In later years of my youth, I must have found another shop more convenient. Once, my father brought home a hair clipper, and I was shocked. I later found out that my immediate neighbor, Michael Karp, always had his hair cut with a hair clipper, a bowl placed on his head to give his father a symmetrical guide. After that discussion, I became fascinated by Michael's red hair.

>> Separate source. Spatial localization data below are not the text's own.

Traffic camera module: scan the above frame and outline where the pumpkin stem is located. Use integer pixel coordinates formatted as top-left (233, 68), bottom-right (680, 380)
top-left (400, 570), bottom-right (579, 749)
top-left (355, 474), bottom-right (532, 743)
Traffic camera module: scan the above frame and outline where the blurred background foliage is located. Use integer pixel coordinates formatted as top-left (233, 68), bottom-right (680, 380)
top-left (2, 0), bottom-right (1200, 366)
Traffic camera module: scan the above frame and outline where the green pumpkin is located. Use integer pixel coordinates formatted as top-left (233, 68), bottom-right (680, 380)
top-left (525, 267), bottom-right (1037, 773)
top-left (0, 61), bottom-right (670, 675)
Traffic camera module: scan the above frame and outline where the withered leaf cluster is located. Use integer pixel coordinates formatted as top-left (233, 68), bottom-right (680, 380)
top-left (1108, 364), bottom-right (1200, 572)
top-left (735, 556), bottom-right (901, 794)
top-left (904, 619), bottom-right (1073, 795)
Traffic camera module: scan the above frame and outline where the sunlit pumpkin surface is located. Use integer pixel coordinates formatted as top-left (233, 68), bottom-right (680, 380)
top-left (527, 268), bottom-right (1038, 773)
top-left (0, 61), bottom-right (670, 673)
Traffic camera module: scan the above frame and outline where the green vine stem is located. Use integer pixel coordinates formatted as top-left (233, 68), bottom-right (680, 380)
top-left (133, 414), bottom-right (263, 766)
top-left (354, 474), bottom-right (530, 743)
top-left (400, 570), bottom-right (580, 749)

As a married 25 year old and father of a two year old David, I decided to get a haircut in a local Jackson Heights barber shop just east of the Earle Theater on 37th Road. Operated by the "Two Sals," two really nice guys, it quickly developed a following. After a while, they added a third barber who occupied an unused chair. I wanted one of the Sals to cut my hair that day, but only the third "new" barber was available, and I was ushered to the vacant chair. His face looked vaguely familiar. In conversation, he noted that he had once owned his own shop, implying that he had been at one time more than a "third barber," and asked if I was familiar with Sunnyside. As it turned out, he had owned the very shop where I had received my first haircut, along with many others in my youth.

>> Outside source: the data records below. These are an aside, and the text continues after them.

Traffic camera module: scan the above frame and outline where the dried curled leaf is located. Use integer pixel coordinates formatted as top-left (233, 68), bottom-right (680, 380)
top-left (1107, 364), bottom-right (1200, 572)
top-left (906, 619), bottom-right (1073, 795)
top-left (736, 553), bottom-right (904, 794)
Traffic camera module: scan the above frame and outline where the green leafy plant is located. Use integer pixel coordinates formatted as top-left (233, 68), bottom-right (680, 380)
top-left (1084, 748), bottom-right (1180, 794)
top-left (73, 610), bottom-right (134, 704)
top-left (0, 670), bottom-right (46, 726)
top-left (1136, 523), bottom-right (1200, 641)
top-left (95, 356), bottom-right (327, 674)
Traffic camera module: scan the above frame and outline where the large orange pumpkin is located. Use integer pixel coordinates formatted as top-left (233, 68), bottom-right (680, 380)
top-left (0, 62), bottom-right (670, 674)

My father Ben had recently passed away, and my mother was still living with my brother Lee at 39-36 46th Street in Sunnyside Gardens. I relieved my mom of some loose old photos and as I searched through the group, I found the original photo of my first haircut. Yes, this new barber was behind me posing in the picture. I couldn't wait for my next haircut to show him the photo.
As I eagerly slid into the third chair, and showed my new friend the old photo, he was quickly overcome with emotion and nostalgia. He asked if he could display the photo. My heart sank with foreboding, but how could I deny this older man a chance to nostalgically revive the feeling of pride his entrepreneurial days had given him. Empathy drove my decision, and I handed over my only record of the event, which he proudly displayed in full view on his mirror.
A few months later in a visit to the Sals’ Shop, with the third chair unoccupied, I inquired about my "new" old friend. He had moved on and my photo was gone forever.